In his poem, ‘The Princess’ we can see the battle between tradition and youth waged within its imagery. From ‘the bastioned walls’ of tradition, the Prince and his friends flee to a ‘livelier land’.
‘from the bastioned walls
Like threaded spiders, one by one, we dropt,
And flying reached the frontier: then we crost
To a livelier land; and so by tilth and grange,
And vines, and blowing bosks of wilderness’ – ‘The Princess’
The word ‘frontier’ was constantly rising in use during the middle of the nineteenth century, especially in connection with the settlement of America. However, despite the seemingly positive relationship between ‘youth’ and the ‘frontier’ in the Princess, elsewhere in Tennyson’s poetry, his references to the Atlantic and to America are of a more negative variety.
‘If you be fearful, then must we be bold.
Our Britain cannot salve a tyrant
Better the waste Atlantic roll’d
On her and us and ours for ever-
What! Have we fought for Freedom
from our prime,
At last to dodge and palter with a
public crime?’ – ‘The Third of February 1852’
In his poem ‘The Third of February 1852’, although principally focused on the relationship between France and Britain with the threat of invasion from Louis Napoleon, Tennyson expresses a very old-fashioned although highly common description of the relationship between America and Britain during the period. He describes Britain as part of a cross-Atlantic bond between ‘her and us and ours’ namely, ‘us and ours’, meaning Britain and her (now free) colonies.
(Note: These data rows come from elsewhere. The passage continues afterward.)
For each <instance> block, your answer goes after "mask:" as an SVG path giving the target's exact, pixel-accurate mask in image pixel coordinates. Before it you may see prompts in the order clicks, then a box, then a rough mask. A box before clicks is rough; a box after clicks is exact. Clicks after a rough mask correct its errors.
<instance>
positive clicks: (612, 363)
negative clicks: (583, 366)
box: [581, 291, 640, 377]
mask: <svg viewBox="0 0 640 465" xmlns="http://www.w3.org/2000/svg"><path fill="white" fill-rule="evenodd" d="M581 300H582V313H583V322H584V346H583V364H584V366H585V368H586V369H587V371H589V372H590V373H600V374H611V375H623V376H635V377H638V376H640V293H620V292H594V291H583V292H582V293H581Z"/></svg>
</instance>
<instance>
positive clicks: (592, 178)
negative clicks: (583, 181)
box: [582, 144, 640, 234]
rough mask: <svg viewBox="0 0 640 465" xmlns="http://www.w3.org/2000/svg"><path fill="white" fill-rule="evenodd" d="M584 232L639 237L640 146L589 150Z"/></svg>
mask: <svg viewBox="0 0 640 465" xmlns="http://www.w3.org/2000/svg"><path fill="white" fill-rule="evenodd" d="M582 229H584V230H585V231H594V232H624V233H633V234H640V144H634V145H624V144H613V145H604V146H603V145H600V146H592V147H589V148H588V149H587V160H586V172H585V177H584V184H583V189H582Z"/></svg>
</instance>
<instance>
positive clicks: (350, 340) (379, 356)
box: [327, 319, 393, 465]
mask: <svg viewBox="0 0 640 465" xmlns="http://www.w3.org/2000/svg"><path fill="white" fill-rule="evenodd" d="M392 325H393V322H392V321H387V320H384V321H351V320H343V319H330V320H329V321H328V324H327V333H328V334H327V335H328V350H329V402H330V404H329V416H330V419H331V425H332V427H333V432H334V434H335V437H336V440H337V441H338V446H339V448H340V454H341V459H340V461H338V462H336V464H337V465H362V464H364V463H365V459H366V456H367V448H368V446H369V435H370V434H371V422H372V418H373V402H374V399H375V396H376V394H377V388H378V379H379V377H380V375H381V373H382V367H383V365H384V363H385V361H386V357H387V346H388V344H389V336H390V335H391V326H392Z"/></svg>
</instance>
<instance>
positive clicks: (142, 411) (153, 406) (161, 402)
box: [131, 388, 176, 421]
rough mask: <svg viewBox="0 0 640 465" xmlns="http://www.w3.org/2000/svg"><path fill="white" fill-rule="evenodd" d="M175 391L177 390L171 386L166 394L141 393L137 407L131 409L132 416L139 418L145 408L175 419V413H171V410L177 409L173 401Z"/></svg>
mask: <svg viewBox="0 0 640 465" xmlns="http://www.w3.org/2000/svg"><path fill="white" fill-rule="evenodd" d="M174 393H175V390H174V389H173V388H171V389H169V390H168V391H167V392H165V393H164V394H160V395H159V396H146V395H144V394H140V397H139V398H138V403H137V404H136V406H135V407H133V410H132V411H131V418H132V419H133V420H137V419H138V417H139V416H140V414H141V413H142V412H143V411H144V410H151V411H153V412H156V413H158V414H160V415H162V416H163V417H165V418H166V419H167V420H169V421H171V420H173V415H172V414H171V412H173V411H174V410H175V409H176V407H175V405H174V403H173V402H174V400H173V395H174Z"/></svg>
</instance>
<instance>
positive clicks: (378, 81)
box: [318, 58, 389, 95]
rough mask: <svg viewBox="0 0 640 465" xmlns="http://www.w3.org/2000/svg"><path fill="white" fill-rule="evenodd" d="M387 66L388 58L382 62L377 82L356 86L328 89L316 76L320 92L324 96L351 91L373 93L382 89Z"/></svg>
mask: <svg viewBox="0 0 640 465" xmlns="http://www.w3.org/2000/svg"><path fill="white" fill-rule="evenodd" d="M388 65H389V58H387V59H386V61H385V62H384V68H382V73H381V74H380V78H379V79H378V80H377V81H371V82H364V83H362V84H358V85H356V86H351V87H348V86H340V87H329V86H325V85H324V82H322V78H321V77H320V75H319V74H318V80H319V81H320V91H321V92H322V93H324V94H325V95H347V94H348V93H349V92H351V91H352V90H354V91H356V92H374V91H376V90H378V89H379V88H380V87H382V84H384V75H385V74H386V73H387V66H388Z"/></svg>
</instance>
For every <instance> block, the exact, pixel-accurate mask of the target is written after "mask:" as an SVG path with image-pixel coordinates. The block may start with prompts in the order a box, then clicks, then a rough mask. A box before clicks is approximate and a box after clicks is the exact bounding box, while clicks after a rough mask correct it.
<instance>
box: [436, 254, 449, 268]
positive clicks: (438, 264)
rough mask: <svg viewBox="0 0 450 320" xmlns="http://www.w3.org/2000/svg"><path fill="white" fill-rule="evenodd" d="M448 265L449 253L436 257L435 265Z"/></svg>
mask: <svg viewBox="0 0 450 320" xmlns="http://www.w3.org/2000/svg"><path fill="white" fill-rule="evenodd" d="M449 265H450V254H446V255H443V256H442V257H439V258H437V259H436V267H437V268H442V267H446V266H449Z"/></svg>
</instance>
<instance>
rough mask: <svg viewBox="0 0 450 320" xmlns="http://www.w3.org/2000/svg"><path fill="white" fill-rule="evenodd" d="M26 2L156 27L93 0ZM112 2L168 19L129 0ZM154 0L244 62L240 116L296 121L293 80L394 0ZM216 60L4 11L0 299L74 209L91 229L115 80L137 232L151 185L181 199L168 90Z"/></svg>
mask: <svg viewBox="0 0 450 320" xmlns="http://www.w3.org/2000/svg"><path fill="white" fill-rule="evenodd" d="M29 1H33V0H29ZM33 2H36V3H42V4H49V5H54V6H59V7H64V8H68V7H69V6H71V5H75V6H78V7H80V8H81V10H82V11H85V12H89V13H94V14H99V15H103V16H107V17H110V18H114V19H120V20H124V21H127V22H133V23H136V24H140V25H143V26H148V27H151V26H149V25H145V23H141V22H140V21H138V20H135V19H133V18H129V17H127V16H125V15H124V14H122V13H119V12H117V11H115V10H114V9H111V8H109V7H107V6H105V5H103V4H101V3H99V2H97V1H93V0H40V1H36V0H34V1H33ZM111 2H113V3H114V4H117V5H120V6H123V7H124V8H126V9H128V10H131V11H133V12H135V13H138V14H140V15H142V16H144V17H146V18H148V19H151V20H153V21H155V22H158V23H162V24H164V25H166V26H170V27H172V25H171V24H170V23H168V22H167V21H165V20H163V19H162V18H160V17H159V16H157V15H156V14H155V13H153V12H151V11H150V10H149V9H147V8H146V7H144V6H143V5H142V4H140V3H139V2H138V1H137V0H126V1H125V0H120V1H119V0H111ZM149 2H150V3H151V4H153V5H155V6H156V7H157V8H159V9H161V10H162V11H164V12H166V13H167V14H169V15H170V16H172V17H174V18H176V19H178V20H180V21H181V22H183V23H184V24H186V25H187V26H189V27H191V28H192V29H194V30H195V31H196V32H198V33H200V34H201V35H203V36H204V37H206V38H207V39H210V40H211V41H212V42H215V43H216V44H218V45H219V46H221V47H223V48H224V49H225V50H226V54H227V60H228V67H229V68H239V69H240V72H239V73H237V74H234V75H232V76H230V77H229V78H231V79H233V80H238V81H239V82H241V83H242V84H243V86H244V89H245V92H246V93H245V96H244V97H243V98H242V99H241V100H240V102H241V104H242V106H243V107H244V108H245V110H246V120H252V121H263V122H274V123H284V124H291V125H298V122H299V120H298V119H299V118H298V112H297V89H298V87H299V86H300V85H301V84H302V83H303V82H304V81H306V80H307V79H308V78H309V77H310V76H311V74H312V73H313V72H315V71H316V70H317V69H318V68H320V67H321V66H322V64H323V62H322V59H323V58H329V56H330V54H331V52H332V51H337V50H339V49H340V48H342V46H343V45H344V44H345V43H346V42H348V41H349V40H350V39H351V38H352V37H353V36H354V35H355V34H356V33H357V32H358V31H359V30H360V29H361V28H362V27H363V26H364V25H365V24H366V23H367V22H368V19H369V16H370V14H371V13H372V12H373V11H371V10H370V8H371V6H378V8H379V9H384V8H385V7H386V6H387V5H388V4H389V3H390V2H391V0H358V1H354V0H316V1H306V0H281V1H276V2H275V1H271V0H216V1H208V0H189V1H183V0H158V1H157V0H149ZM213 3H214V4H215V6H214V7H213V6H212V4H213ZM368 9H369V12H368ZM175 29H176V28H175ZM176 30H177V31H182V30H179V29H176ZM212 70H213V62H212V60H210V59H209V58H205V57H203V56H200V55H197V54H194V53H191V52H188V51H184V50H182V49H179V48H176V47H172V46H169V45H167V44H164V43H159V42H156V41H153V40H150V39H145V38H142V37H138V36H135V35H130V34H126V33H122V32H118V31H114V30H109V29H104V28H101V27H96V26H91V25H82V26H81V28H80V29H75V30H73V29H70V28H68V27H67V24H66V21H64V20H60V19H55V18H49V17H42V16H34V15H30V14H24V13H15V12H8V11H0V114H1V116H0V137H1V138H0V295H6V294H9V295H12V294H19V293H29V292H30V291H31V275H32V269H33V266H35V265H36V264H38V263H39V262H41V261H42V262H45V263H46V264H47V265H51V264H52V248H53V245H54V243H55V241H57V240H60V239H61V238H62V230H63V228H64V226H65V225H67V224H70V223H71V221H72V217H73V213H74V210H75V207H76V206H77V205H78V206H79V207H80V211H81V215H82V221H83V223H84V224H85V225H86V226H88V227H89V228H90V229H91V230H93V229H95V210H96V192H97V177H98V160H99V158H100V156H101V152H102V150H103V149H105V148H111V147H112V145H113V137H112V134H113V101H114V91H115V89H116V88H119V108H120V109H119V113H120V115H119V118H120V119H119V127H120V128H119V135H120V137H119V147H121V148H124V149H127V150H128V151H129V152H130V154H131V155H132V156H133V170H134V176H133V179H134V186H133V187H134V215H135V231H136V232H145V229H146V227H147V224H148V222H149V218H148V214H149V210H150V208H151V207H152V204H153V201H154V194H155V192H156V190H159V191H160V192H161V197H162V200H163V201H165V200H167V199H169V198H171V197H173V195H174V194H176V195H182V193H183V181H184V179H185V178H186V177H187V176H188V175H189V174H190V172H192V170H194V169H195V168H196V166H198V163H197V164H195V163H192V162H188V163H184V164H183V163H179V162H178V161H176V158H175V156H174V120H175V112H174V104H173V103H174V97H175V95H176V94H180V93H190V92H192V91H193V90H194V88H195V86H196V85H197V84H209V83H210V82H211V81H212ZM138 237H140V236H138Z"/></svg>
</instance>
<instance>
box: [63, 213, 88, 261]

The Victorians saw America as part of an Anglo-Saxon world of values and laws originating in England.
Tennyson is, however, most explicit in his thoughts about America in his poem ‘Columbus’, which like ‘The Third of February 1852’ was written under a pseudonym.
‘Chains for the Admiral of the Ocean! chains
For him who gave a new heaven, a new earth,
As holy John had prophesied of me,
Gave glory and more empire to the kings
Of Spain than all their battles! chains for him
Who push’d his prows into the setting sun,
And made West East, and sail’d the Dragon’s mouth,
And came upon the Mountain of the World,
And saw the rivers roll from Paradise!
Chains! we are Admirals of the Ocean, we,
We and our sons for ever.’ – ‘Columbus’
Despite Tennyson’s seeming hatred for American society (particularly that of the North) he is, after all, growingly caught up in a register of language that would go on to dominate English speaking literature for the next 150 years, where his speaker ‘push’d his prows into the setting sun’/And made West East’, a line that is uncannily, or perhaps deliberately echoed in that much quoted ending to one of America’s most famous novels:
‘Gatsby believed in the green light, the orgastic future that year by year recedes before us. It eluded us then, but that’s no matter — to-morrow we will run faster, stretch out our arms farther. . . . And one fine morning ——
So we beat on, boats against the current, borne back ceaselessly into the past.’ – ‘The Great Gatsby’
- Leonée Ormond, Alfred Lord Tennyson: A Literary Life. (London: The Macmillan Press Ltd., 1993), p. 146.